Выбрать главу

Если верить газетным страницам, то каждое разоблачение «врагов народа» вызывало у общественности лишь чувства одобрения и радости, а всеобщая пролетарская беспощадность перечеркнула всякие вопросы и сомнения. На одном из снимков Калинин, «всесоюзный староста», целуется с Ежовым после вручения тому ордена Ленина. Напутствует каламбуром: мол, желаем вам и дальше держать наших врагов в ежовых рукавицах.

Если верить этим страницам, усыпанным дробью заметок-откликов, то возникает такое чувство, что сострадание и милосердие покинули тогда нашу жизнь.

Но это чувство подсказано сегодняшним знанием, а тогда в людях жила вера (потом ее назовут слепой) в справедливость действий тех, кто стоял у власти, и когда они возвышали Чкаловых и Байдуковых, и когда они срывали маски с «коварных врагов».
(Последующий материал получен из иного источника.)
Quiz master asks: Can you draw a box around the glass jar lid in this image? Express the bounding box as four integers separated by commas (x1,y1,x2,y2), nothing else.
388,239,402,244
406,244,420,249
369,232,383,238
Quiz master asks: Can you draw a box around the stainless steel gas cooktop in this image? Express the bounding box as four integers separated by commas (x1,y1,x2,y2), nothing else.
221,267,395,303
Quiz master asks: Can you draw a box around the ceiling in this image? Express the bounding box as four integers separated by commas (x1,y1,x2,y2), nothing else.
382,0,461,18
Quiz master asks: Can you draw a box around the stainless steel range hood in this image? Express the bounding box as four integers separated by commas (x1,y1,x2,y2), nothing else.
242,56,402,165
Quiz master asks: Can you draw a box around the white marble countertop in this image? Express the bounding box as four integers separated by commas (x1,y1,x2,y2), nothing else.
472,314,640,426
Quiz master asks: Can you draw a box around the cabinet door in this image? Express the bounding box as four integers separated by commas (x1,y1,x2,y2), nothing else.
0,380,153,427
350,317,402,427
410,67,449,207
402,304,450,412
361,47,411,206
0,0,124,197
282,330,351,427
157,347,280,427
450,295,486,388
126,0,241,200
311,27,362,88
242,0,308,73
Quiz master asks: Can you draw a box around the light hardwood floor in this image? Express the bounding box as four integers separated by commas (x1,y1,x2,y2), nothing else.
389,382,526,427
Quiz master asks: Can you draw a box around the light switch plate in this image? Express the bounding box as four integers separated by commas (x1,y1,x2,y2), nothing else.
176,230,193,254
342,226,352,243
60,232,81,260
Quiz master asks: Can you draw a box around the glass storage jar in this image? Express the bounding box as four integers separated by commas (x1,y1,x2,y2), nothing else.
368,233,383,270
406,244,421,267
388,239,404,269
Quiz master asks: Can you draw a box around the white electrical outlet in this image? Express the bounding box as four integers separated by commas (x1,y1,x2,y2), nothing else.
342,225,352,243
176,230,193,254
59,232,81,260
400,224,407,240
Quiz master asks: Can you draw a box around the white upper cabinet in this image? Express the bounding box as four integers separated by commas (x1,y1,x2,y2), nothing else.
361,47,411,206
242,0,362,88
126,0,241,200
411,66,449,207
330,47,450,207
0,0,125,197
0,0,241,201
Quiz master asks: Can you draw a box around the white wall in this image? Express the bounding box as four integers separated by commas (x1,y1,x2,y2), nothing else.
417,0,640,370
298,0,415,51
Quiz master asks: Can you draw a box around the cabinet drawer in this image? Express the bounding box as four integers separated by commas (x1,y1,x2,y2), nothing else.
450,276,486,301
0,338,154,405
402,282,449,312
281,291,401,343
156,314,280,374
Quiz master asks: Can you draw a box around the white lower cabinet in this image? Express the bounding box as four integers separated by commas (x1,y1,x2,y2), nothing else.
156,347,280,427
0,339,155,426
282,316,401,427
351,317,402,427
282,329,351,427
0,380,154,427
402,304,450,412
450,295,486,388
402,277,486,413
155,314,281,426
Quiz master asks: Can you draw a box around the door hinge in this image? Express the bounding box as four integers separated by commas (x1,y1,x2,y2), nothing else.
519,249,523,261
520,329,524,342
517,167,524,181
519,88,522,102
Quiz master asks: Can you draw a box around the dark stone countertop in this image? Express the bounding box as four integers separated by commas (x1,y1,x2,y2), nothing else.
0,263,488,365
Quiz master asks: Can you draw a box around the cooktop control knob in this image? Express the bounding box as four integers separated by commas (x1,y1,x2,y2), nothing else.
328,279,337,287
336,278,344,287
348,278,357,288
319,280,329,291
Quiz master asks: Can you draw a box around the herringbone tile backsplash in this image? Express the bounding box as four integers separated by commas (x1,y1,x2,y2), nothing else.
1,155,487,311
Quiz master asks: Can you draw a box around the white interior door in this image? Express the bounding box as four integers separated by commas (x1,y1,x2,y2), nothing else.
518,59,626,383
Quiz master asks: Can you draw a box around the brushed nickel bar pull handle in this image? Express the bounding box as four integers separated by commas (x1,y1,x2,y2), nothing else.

Что говорить, самое печальное и непоправимое было в том, что Фадеев не был готов тогда осознать ни сущности трагедии, обрушившейся на народ, ни ее истоков. Нет, он не был среди тех, кто прямо обвинял, карал, взывал к мести и крови. Более того, его критические оценки тех или иных писательских неудач тридцать седьмого года, как правило, в основном литературного характера — достаточно гибки, диалектичны и не требуют единомыслия.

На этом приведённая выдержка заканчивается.